Products often do not contain any reference to the chemical constituents nor extraction technique. Open in a separate window Efficacy and Effectiveness of a Traditional Herbal Remedy To evaluate the efficacy, effectiveness and safety of a traditional herbal remedy requires answers to some basic questions: Which treatment should be studied?
Can it be studied following the patterns of modern science protocols? Is it scientifically correct to transfer a remedy directly in another country? Does already exist a conventional treatment safe and effective? Is ethically correct to study that type of remedy?
Several factors are important in determining the outcome of any traditional treatment, both in experimental and clinical settings including forma mentis, beliefs, knowledge and practical abilities of the provider, as well as the positive or negative prejudices of the patient with respect to the provider of the therapy, cultural differences in the acceptability of the treatment and adherence to it, the patient—doctor encounter, and differences in access to other treatments 4.
The CONSORT statement for trials of herbal medicines 5 can be a very important paradigm to follow; and in fact it elaborated 9 of the 22 CONSORT checklist items to enhance their relevance to trials of herbal interventions, including minor recommendations for eight items.
The authors recommend five criteria: European medicinal plants from traditional uses to scientific knowledge Medicinal plant.ive got to write a three page persuasive essay on herbal medicine and can't figure out a good thesis statement in favor of herbal medicine over traditional western medicine.
A thesis statement is a part of the introductory paragraph of anessay. It is also called a map statement because it should tell theread where your paper is going and what it .
Oct 16, · ive got to write a three page persuasive essay on herbal medicine and can't figure out a good thesis statement in favor of herbal medicine over traditional western medicine. ive got several scholarly articles about specific herbs like Valerian and dandelion.
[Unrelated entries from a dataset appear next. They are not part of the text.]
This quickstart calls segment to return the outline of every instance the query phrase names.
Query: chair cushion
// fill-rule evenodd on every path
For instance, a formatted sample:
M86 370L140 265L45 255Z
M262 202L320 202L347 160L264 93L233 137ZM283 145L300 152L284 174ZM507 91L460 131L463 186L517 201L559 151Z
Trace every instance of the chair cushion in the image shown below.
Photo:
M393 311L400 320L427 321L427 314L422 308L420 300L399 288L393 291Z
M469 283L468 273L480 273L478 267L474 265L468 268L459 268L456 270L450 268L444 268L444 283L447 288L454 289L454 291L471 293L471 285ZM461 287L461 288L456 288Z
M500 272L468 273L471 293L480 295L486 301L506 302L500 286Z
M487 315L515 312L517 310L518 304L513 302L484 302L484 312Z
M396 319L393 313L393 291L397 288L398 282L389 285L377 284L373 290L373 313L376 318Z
i laso have a couple of articles about the knowledge, usage and attitudes of complimentary medicine Status: Resolved. thesis topics in medicine - Research Database - a dissertation help resource - Dissertations and caninariojana.com the writer's position on the topic and the thesis statement.
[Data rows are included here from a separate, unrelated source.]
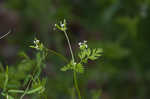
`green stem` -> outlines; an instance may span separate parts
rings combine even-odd
[[[73,62],[74,62],[74,61],[75,61],[75,59],[74,59],[74,55],[73,55],[73,51],[72,51],[72,48],[71,48],[71,44],[70,44],[69,37],[68,37],[68,35],[67,35],[67,32],[66,32],[66,31],[64,31],[64,34],[65,34],[65,37],[66,37],[67,42],[68,42],[68,45],[69,45],[69,49],[70,49],[70,53],[71,53],[71,56],[72,56],[72,60],[73,60]]]
[[[71,53],[71,56],[72,56],[72,60],[73,60],[73,62],[75,62],[75,58],[74,58],[74,54],[73,54],[73,51],[72,51],[72,47],[71,47],[71,44],[70,44],[69,37],[68,37],[66,31],[63,31],[63,32],[64,32],[64,34],[65,34],[65,37],[66,37],[67,42],[68,42],[68,45],[69,45],[69,49],[70,49],[70,53]],[[76,74],[76,71],[75,71],[75,70],[73,71],[73,78],[74,78],[74,84],[75,84],[74,86],[75,86],[75,88],[76,88],[78,97],[79,97],[79,99],[81,99],[80,89],[79,89],[79,87],[78,87],[78,82],[77,82],[77,74]]]
[[[30,79],[29,84],[27,85],[27,88],[25,89],[24,93],[21,95],[20,99],[23,99],[23,97],[27,94],[27,91],[29,90],[29,86],[31,84],[32,79]]]
[[[73,78],[74,78],[75,88],[76,88],[76,91],[77,91],[77,93],[78,93],[78,97],[79,97],[79,99],[81,99],[80,89],[79,89],[79,87],[78,87],[78,82],[77,82],[77,74],[76,74],[76,71],[73,72]]]
[[[8,84],[8,66],[6,67],[6,72],[5,72],[5,82],[4,82],[4,92],[6,91],[6,87]]]
[[[34,75],[35,75],[35,73],[36,73],[36,70],[37,70],[37,68],[34,69],[33,77],[34,77]],[[32,84],[33,79],[34,79],[34,78],[31,77],[31,79],[29,80],[29,83],[28,83],[28,85],[27,85],[27,87],[26,87],[24,93],[21,95],[20,99],[23,99],[23,97],[27,94],[27,92],[28,92],[28,90],[29,90],[29,87],[30,87],[30,85]]]
[[[55,54],[56,56],[59,56],[60,58],[62,58],[65,62],[69,62],[63,55],[61,55],[61,54],[59,54],[59,53],[57,53],[56,51],[53,51],[53,50],[51,50],[51,49],[46,49],[47,51],[49,51],[49,52],[51,52],[51,53],[53,53],[53,54]]]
Bibliography lists 3 sources. Pranayama, Rebirthing & Energy Medicine. use of herbal medicine and complementary medicine to treat depression and .
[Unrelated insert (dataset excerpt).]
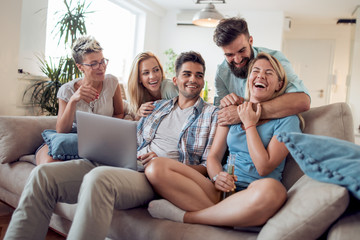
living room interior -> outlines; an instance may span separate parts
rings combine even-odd
[[[200,52],[207,64],[205,79],[209,82],[209,95],[212,99],[216,66],[223,60],[223,53],[212,40],[214,28],[199,27],[191,23],[192,16],[203,9],[205,4],[196,4],[195,0],[93,2],[102,1],[109,1],[132,11],[136,16],[130,59],[140,51],[151,50],[164,64],[167,61],[164,52],[168,49],[173,49],[176,53],[188,50]],[[355,142],[360,144],[358,0],[224,2],[215,3],[216,9],[225,17],[244,17],[249,23],[255,46],[281,50],[288,56],[312,94],[311,107],[338,102],[346,102],[350,106]],[[48,0],[5,0],[0,6],[0,25],[3,29],[0,39],[0,116],[31,116],[34,112],[22,102],[22,95],[25,84],[38,79],[42,74],[36,54],[45,52],[49,33],[46,28],[47,12],[39,10],[47,8]],[[356,23],[337,23],[339,19],[355,20]],[[122,32],[116,28],[116,23],[109,23],[105,27],[109,38],[114,31]],[[95,37],[97,34],[88,33]],[[127,37],[128,32],[122,33]],[[320,64],[318,56],[322,56],[321,59],[325,57],[327,62]],[[22,73],[19,73],[19,69]],[[319,72],[326,76],[323,81],[318,80]],[[126,74],[118,77],[126,85]],[[68,213],[72,214],[71,211]]]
Herbal medicine is the oldest and most universal system of medicine known, currently relied on by 85% of the world’s population. Modern western herbal medicine is based on a combination of traditional knowledge, clinical experience, an understanding of medical sciences and the scientific evidence base for herbal medicine.
thesis topics in medicine - Research Database - a dissertation help resource - Dissertations and caninariojana.com the writer's position on the topic and the thesis statement. Bibliography lists 3 sources.
Pranayama, Rebirthing & Energy Medicine. use of herbal medicine and complementary medicine to treat depression and anxiety, psychologists.